BENEDICTO XVI, TESTIGO DEL EVANGELIO
El pasado día 31 de diciembre fallecía en la Ciudad del Vaticano el papa emérito Benedicto XVI. Entregaba su alma a Dios de forma definitiva, el “humilde trabajador de la viña del Señor”, el hombre sabio, el confesor de la fe, enamorado de Jesucristo y de su Iglesia. Como afirman las personas que le acompañaron en los últimos instantes de su vida, murió confesando su amor a Jesús, es decir, murió evangelizando.
La evangelización fue la gran preocupación de su vida en las distintas actividades eclesiales que tuvo que asumir desde una actitud de obediencia y de servicio a la Iglesia y a sus superiores. En continuidad con san Juan Pablo II, el papa Benedicto nos recordó, durante los años de su pontificado, la urgencia de impulsar una nueva evangelización con el fin de lograr el renacimiento espiritual y moral de las comunidades cristianas.
Este nuevo impulso evangelizador solo será posible si los evangelizadores asumimos que la evangelización no consiste solo en ofrecer a los demás una doctrina o un conjunto de verdades doctrinales, sino en anunciar y dar testimonio de Jesucristo y de su amor con la propia vida, porque estamos verdaderamente convencidos de que “nada hay más hermoso que haber sido alcanzados, sorprendidos, por el Evangelio, por Cristo.
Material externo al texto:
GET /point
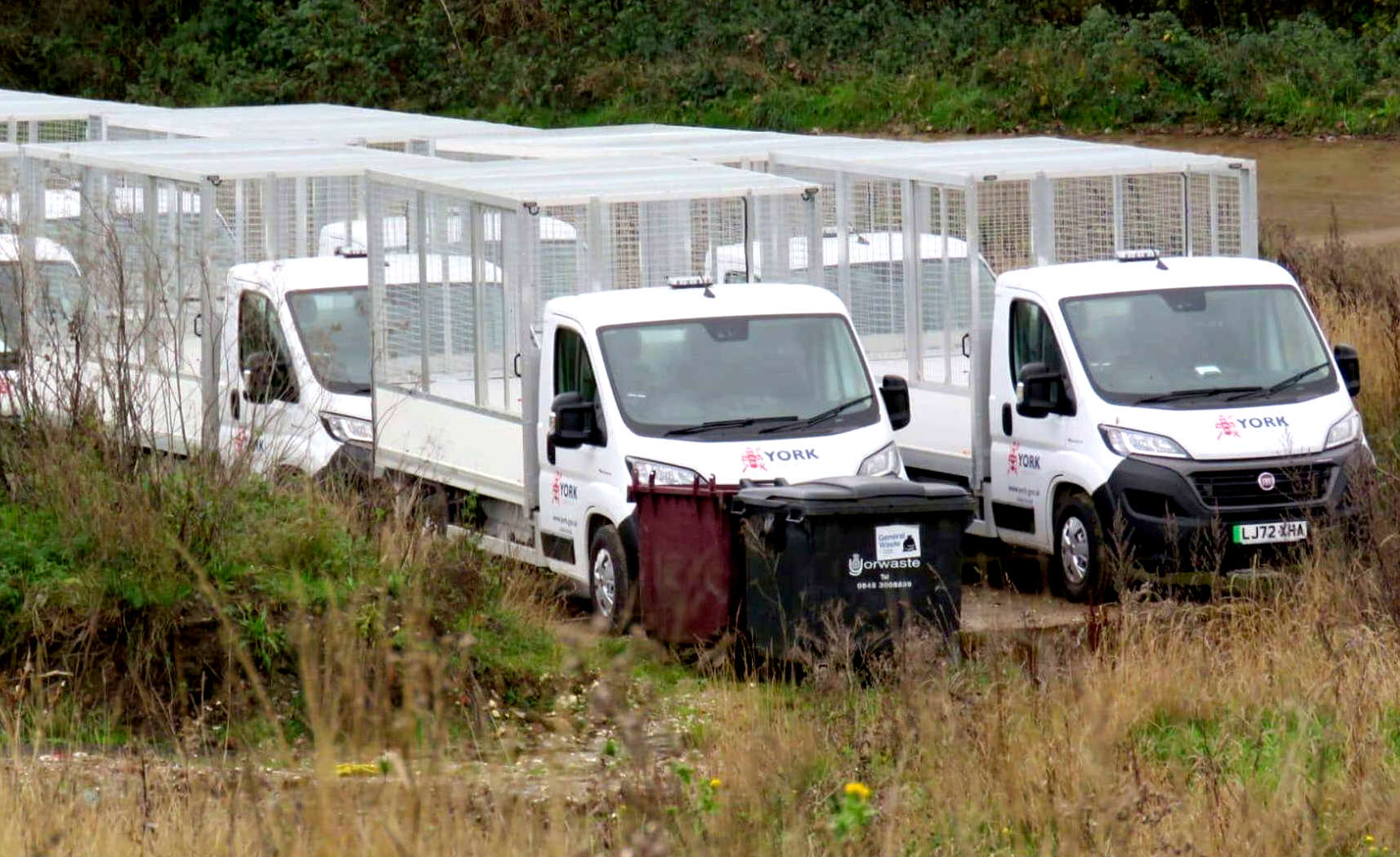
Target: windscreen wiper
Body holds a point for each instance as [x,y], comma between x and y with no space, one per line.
[1195,394]
[713,424]
[1286,383]
[819,418]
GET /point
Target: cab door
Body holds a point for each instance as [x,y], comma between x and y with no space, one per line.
[563,473]
[1025,446]
[265,397]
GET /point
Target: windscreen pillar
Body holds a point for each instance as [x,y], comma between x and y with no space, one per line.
[600,240]
[843,241]
[212,320]
[481,357]
[1042,220]
[1248,213]
[272,231]
[520,236]
[815,243]
[414,226]
[912,245]
[302,218]
[151,285]
[374,253]
[946,283]
[980,349]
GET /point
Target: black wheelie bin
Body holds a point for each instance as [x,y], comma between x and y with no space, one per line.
[867,554]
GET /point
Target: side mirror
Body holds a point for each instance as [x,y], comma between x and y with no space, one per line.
[1042,389]
[1350,365]
[258,375]
[571,422]
[895,391]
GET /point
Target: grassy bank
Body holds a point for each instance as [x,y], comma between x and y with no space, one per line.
[888,66]
[296,670]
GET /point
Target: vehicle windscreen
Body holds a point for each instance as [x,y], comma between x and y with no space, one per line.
[333,325]
[730,379]
[52,304]
[1193,348]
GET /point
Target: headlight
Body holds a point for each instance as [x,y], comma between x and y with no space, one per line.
[347,430]
[1344,430]
[1126,442]
[643,471]
[881,464]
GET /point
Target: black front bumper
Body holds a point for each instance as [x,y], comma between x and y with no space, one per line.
[351,464]
[1180,514]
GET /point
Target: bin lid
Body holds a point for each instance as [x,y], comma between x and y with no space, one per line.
[858,495]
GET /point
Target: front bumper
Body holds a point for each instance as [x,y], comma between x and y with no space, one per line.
[1172,514]
[351,464]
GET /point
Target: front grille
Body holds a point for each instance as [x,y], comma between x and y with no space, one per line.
[1292,483]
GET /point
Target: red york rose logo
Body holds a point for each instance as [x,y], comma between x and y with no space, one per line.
[561,489]
[1228,426]
[752,461]
[1225,428]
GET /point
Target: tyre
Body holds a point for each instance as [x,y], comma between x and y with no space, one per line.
[611,579]
[1080,570]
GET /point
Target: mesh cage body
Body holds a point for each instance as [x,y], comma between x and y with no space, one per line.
[906,257]
[133,283]
[458,273]
[112,276]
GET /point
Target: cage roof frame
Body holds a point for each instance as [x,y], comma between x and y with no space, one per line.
[579,181]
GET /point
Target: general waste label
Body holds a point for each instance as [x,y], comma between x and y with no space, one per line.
[897,541]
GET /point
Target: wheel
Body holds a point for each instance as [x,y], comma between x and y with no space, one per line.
[611,580]
[1080,570]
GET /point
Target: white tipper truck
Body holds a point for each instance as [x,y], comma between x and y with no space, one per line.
[665,385]
[1185,409]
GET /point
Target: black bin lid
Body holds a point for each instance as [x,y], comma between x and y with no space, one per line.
[857,495]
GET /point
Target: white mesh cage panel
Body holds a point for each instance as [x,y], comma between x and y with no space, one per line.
[459,273]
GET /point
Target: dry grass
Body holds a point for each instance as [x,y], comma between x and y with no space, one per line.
[1260,725]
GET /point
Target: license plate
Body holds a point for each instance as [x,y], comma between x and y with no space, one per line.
[1266,534]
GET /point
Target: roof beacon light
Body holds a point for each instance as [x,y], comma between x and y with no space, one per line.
[692,282]
[1141,255]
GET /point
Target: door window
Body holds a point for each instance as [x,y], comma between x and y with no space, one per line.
[1032,339]
[573,371]
[262,350]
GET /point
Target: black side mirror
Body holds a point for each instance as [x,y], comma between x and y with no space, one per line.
[258,369]
[265,379]
[895,391]
[571,422]
[1350,365]
[1042,389]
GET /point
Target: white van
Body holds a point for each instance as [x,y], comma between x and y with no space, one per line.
[1186,408]
[45,307]
[667,384]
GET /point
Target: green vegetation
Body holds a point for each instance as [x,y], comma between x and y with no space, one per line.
[838,65]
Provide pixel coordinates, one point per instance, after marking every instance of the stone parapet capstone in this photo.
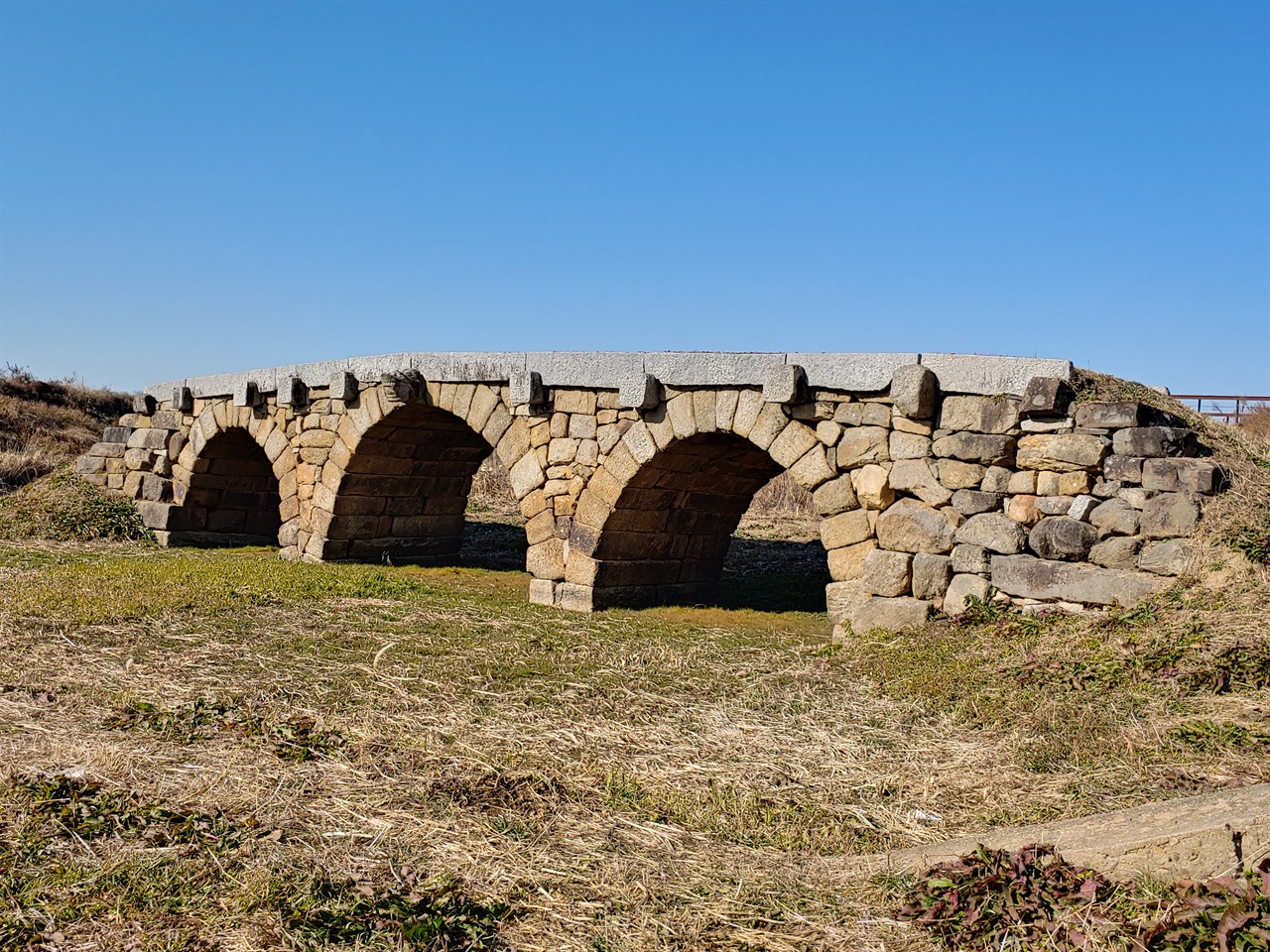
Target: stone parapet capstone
(940, 479)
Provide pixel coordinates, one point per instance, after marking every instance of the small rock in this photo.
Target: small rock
(1114, 517)
(1082, 507)
(1169, 515)
(992, 531)
(1171, 557)
(961, 589)
(887, 572)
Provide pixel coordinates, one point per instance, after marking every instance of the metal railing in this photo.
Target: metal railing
(1227, 408)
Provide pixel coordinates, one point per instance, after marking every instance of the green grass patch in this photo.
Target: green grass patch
(298, 738)
(64, 507)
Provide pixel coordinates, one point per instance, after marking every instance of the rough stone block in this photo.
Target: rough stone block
(908, 445)
(526, 388)
(968, 558)
(846, 529)
(146, 439)
(842, 598)
(166, 420)
(862, 444)
(1074, 484)
(1024, 509)
(993, 532)
(1047, 397)
(917, 476)
(547, 560)
(543, 592)
(970, 502)
(526, 475)
(1062, 537)
(1116, 552)
(1026, 576)
(955, 475)
(784, 384)
(979, 373)
(961, 589)
(834, 497)
(910, 526)
(343, 386)
(793, 443)
(1183, 475)
(1082, 507)
(1125, 468)
(915, 391)
(812, 470)
(931, 575)
(1169, 515)
(887, 572)
(1155, 442)
(978, 414)
(889, 615)
(293, 391)
(848, 561)
(1173, 557)
(873, 486)
(1061, 452)
(1111, 414)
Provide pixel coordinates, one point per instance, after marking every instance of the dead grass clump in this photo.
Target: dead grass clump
(64, 507)
(1256, 424)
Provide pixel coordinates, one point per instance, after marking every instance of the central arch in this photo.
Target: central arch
(405, 488)
(232, 497)
(670, 532)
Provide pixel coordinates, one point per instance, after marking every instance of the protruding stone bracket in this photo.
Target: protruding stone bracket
(343, 386)
(248, 394)
(526, 388)
(639, 393)
(784, 384)
(293, 391)
(915, 391)
(405, 386)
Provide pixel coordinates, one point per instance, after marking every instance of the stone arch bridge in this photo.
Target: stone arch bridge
(937, 476)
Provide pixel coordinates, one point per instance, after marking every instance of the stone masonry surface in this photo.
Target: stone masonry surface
(938, 477)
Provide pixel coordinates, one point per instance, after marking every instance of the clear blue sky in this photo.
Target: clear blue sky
(190, 188)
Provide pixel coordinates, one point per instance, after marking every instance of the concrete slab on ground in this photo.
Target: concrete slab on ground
(1194, 838)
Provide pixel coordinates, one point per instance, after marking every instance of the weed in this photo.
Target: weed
(416, 912)
(64, 507)
(298, 738)
(76, 807)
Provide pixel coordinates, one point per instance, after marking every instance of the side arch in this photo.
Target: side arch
(399, 467)
(235, 481)
(656, 520)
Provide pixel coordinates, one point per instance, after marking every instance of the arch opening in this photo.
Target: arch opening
(405, 489)
(232, 497)
(670, 538)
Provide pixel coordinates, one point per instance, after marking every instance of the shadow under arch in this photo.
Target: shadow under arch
(232, 498)
(668, 537)
(405, 488)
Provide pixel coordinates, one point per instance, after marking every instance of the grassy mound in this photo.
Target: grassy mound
(46, 424)
(64, 507)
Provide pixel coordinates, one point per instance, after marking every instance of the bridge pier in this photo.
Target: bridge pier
(937, 477)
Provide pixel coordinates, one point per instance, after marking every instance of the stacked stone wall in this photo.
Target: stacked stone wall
(929, 498)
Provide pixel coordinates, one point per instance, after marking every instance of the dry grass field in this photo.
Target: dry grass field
(214, 749)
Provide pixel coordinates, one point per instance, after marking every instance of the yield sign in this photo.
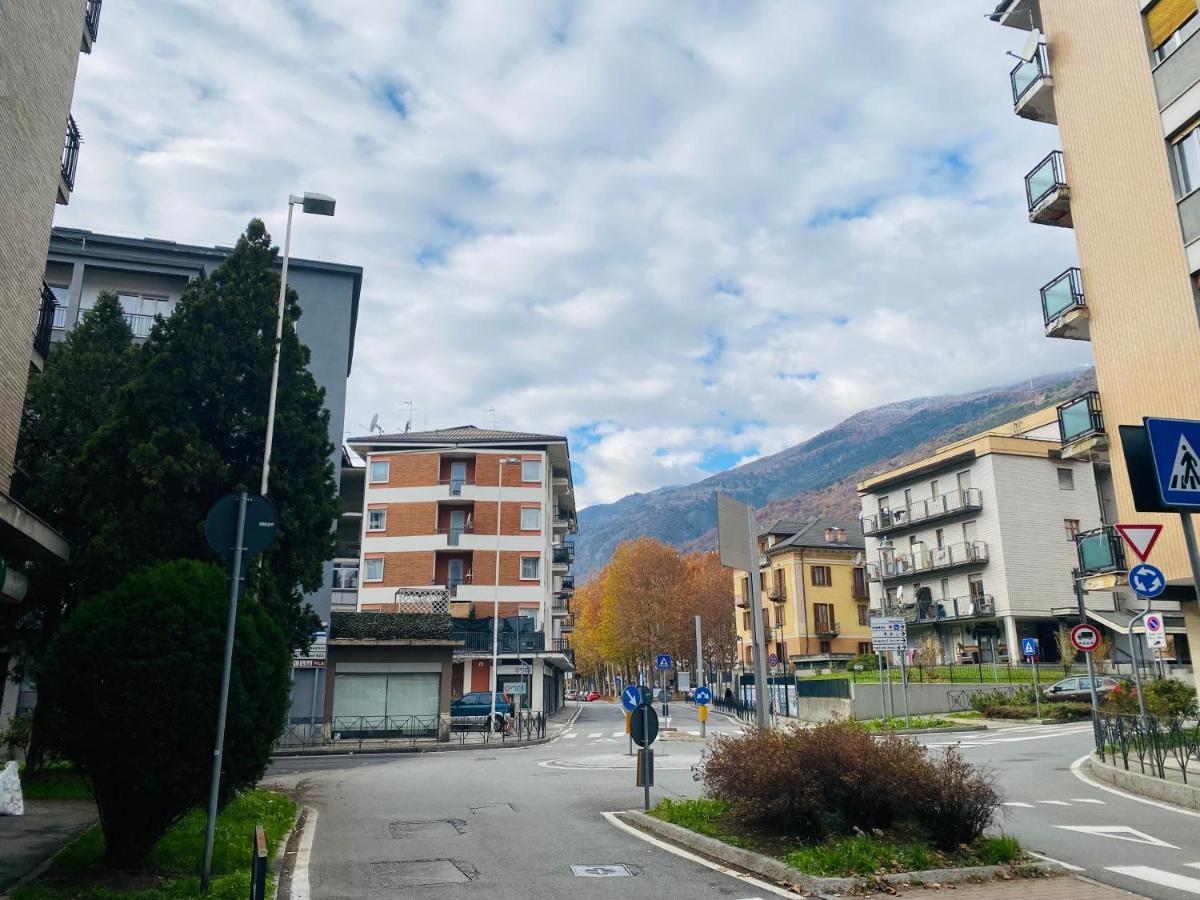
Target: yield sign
(1140, 538)
(1122, 833)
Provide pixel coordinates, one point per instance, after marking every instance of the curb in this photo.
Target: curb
(781, 874)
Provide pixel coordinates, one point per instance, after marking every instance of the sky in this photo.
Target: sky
(684, 234)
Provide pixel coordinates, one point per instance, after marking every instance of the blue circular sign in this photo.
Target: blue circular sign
(1147, 580)
(631, 699)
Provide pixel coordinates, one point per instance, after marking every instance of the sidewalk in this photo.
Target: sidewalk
(42, 832)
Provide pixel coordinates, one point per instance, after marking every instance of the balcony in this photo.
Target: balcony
(1033, 88)
(948, 504)
(911, 565)
(1099, 551)
(71, 144)
(959, 607)
(1063, 309)
(1081, 427)
(1047, 192)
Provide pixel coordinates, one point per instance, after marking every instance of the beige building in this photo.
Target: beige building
(1120, 83)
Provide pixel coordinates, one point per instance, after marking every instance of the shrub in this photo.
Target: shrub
(136, 673)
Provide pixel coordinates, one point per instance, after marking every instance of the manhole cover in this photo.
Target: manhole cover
(600, 871)
(432, 828)
(420, 873)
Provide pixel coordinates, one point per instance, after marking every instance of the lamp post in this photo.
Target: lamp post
(316, 204)
(496, 588)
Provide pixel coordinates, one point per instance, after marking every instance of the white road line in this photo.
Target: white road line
(1077, 769)
(300, 886)
(707, 863)
(1157, 876)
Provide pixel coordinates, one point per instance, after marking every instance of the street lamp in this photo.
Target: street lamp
(496, 589)
(316, 204)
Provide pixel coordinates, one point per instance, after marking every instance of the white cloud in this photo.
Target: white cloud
(685, 233)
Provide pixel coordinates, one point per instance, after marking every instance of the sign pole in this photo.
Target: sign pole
(223, 703)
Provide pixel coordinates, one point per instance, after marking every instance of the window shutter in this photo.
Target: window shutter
(1165, 17)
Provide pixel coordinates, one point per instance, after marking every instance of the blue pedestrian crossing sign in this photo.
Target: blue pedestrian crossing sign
(1147, 580)
(1175, 448)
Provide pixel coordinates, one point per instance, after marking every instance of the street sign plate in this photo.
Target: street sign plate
(1139, 538)
(1175, 443)
(1147, 580)
(1085, 637)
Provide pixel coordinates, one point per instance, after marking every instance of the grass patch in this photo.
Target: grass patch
(172, 865)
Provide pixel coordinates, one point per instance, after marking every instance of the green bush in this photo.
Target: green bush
(136, 675)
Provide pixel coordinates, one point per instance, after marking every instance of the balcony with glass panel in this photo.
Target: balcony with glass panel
(1063, 307)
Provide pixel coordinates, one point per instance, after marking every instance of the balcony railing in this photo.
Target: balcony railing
(1080, 418)
(948, 504)
(71, 151)
(45, 322)
(1099, 551)
(904, 565)
(959, 607)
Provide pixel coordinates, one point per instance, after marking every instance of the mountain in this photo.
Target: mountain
(815, 478)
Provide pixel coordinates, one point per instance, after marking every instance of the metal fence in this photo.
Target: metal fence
(1156, 745)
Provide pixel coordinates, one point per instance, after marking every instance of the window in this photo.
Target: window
(375, 569)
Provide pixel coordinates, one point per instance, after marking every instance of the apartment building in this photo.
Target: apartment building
(481, 517)
(815, 595)
(975, 545)
(39, 154)
(1116, 85)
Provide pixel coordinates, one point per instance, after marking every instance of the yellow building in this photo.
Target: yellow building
(814, 591)
(1116, 85)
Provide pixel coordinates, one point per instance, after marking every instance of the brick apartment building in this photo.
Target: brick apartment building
(427, 521)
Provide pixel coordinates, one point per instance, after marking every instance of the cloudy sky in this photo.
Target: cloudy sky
(683, 233)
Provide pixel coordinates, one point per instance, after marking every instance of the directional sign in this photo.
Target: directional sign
(631, 699)
(1156, 631)
(1147, 580)
(1140, 538)
(1174, 444)
(1085, 639)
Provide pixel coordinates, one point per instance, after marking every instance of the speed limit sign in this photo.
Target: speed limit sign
(1085, 637)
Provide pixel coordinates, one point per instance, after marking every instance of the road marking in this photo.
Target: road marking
(707, 863)
(1077, 769)
(1121, 833)
(1157, 876)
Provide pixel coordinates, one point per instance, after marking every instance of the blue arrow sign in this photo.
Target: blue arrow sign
(1175, 448)
(630, 699)
(1147, 580)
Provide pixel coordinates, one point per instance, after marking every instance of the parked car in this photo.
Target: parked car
(475, 708)
(1079, 688)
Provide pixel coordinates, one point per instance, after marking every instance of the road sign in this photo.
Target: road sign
(645, 726)
(1085, 639)
(631, 699)
(1156, 631)
(1174, 444)
(1139, 538)
(1147, 580)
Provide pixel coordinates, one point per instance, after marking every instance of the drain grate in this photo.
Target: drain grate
(430, 828)
(423, 873)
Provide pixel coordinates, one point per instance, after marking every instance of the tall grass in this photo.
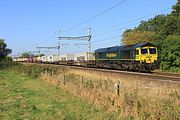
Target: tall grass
(138, 98)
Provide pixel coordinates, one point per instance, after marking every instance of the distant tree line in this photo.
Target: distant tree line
(164, 31)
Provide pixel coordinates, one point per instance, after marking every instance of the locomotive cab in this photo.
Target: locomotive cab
(147, 54)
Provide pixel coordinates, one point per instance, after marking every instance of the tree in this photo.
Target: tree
(132, 37)
(3, 50)
(176, 9)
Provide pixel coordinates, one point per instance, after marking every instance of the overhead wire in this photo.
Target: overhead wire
(99, 14)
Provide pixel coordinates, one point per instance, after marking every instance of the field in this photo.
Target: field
(52, 92)
(24, 97)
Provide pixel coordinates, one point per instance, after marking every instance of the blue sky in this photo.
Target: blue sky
(26, 23)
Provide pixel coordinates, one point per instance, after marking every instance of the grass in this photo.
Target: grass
(23, 97)
(139, 98)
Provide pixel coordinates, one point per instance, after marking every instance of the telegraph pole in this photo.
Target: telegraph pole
(81, 38)
(89, 40)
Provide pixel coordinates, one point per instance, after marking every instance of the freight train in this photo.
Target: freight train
(141, 57)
Nada más bello que conocerle y anunciar a los otros la amistad con él”.
Este empeño evangelizador, en la mente del papa Benedicto, debe brotar de un triple amor: a la palabra de Dios, a la Iglesia y al mundo. Por medio de la Sagrada Escritura, Cristo se nos da a conocer en su persona, en su vida y en su doctrina. Por ello, la tarea prioritaria de la Iglesia debe consistir en alimentar a todos los hombres con la palabra de Dios, facilitándoles el acceso a la misma, para que así sea posible llevar a cabo el compromiso de la nueva evangelización, el anuncio de Cristo en nuestros días.
Puesto que la palabra de Dios no puede comprenderse al margen de la Iglesia, los evangelizadores han de asumir también la necesidad de acrecentar la comunión eclesial y la corresponsabilidad pastoral, procurando en todo momento la fidelidad al magisterio de la Iglesia y practicando una espiritualidad de comunión, mediante la contemplación del misterio trinitario. Esta vivencia de la comunión eclesial será, especialmente, necesaria en quienes tienen la misión de transmitir íntegro el mensaje del Evangelio.
Pero, el discípulo misionero, además de ser un testigo de la palabra de Dios y un hijo fiel de la Iglesia, tiene que vivir también con profundo gozo su pertenencia gozosa a la sociedad, compartiendo alegrías y sufrimientos con los hermanos, y colaborando con ellos en la construcción de un mundo nuevo. El evangelizador solo podrá ofrecer y presentar a Cristo, la gran esperanza de la existencia humana, a sus semejantes, si comparte sus sufrimientos y esperanzas, acoge sus preocupaciones e inquietudes y los ama con un amor misericordioso y compasivo.
Con mi sincero afecto y bendición, feliz día del Señor.